Cancer accounted for nearly 10 million deaths in 2020 and is the second leading cause of death worldwide. The chemotherapeutic agents that are in clinical practice possess a broad range of severe adverse effects towards vital organs which emphasizes the importance of the discovery of new therapeutic agents or repurposing of existing drugs for the treatment of human
cancers.
Pyrimethamine is an
antiparasitic drug used for the treatment of
malaria and
toxoplasmosis with a well-documented excellent safety profile. In the last 5 years, numerous efforts have been made to explore the anticancer potential of
pyrimethamine in in vitro and in vivo preclinical models and to repurpose it as an
anticancer agent.

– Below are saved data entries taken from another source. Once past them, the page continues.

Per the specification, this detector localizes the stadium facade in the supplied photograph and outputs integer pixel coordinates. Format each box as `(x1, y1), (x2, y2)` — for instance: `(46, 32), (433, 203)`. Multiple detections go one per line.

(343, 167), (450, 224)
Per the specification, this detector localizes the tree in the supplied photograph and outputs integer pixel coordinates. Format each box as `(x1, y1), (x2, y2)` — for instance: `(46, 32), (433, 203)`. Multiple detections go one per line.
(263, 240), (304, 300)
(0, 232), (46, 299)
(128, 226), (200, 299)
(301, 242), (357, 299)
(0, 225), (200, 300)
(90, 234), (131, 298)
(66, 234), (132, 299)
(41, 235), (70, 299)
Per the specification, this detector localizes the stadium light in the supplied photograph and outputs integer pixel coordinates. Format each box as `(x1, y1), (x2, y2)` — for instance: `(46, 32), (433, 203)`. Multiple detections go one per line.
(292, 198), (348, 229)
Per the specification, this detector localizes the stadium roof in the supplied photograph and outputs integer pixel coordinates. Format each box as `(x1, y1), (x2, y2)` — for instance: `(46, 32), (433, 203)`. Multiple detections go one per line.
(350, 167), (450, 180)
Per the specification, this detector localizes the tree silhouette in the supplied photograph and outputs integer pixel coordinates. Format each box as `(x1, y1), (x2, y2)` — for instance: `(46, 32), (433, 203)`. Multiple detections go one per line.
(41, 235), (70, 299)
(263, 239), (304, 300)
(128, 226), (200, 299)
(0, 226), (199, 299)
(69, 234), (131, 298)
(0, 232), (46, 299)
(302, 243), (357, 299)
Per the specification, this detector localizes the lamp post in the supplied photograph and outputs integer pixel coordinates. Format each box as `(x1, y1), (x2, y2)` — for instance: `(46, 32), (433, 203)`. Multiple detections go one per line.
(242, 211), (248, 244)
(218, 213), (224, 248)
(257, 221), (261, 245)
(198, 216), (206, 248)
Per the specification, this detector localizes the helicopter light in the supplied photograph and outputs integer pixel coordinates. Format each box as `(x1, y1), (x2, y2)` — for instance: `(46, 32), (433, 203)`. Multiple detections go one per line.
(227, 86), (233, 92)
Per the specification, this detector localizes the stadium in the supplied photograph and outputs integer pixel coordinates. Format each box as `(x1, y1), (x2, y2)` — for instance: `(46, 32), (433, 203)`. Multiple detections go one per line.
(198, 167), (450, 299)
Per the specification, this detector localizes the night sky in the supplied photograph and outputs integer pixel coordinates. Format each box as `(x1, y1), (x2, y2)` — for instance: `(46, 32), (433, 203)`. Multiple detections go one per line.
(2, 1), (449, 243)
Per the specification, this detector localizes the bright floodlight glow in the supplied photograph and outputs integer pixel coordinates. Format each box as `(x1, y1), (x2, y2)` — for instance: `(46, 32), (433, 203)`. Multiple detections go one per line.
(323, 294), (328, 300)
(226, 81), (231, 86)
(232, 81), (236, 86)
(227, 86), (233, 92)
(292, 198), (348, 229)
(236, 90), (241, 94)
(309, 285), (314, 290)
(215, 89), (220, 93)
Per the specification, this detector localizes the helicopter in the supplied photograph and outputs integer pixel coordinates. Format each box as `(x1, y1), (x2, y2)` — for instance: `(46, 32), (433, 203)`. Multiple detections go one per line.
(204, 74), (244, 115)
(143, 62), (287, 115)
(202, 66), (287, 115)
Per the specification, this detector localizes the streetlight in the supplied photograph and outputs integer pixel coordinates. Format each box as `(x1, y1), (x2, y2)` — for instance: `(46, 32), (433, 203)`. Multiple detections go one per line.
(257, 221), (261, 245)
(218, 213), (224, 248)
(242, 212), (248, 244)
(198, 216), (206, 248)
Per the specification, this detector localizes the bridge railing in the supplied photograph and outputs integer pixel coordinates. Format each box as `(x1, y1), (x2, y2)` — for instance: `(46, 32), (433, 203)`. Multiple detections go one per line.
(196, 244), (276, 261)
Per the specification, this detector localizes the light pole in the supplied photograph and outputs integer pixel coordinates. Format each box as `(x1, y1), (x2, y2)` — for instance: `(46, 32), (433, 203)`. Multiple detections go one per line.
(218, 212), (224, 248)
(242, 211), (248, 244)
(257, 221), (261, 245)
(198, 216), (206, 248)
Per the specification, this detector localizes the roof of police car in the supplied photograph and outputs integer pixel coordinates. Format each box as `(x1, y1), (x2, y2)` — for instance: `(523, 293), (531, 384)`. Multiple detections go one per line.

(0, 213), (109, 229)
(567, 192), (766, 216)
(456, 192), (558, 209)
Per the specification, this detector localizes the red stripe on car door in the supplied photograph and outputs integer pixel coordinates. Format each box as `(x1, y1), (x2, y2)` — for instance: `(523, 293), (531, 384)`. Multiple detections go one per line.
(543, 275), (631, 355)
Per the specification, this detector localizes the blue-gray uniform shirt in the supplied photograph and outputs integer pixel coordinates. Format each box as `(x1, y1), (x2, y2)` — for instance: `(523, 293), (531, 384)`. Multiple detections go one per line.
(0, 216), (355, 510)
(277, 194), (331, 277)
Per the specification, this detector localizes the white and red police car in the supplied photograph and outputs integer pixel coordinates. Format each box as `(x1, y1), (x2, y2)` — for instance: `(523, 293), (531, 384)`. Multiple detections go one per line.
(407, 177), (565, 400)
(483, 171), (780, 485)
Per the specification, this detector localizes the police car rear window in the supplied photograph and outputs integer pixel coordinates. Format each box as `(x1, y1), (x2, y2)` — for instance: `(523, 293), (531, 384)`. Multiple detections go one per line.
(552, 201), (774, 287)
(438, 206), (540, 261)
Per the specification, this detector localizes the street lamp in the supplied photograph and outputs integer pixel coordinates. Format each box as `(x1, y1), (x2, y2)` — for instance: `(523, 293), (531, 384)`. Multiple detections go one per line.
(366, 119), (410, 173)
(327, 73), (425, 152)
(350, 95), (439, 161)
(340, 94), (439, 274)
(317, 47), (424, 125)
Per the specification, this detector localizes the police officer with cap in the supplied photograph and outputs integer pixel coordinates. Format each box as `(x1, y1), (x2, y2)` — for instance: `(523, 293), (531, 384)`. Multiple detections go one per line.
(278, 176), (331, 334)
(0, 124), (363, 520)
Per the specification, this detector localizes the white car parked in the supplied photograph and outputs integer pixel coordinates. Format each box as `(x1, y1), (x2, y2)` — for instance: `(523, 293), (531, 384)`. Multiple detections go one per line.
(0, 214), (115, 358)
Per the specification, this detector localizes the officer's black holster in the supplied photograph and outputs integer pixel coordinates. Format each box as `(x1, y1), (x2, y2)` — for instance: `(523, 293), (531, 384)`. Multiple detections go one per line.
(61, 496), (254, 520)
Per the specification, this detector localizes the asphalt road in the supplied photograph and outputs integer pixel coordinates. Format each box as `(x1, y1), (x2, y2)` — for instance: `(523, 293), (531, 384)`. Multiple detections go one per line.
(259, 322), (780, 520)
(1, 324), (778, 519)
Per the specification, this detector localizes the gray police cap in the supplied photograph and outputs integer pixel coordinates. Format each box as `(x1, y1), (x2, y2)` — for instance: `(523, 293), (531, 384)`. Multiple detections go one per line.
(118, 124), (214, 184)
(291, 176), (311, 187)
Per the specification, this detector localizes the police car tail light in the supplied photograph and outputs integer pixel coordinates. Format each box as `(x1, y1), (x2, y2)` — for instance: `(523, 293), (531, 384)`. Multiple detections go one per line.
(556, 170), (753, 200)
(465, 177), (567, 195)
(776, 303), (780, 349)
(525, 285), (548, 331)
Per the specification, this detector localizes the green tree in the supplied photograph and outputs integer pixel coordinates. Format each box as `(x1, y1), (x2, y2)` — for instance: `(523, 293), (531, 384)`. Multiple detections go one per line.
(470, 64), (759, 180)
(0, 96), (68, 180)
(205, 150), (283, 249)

The studies have demonstrated that
pyrimethamine inhibits oncogenic
proteins such as STAT3, NF-κB, DX2, MAPK, DHFR,
thymidine phosphorylase,
telomerase, and many more in a different types of
cancer models. Moreover,
pyrimethamine has been reported to work in synergy with other
anticancer agents, such as
temozolomide, to induce apoptosis of
tumor cells. Recently, the results of phase-1/2 clinical trials demonstrated that
pyrimethamine administration reduces the expression of STAT3 signature genes in
tumor tissues of
chronic lymphocytic leukemia patients with a good therapeutic response. In the present article, we have reviewed most of the published articles related to the antitumor effects of
pyrimethamine in
malignancies of breast, liver, lung, skin, ovary, prostate, pituitary, and
leukemia in in vitro and in vivo settings. We have also discussed the pharmacokinetic profile and results of clinical trials obtained after
pyrimethamine treatment. From these studies, we believe that
pyrimethamine has the potential to be repurposed as an anticancer drug.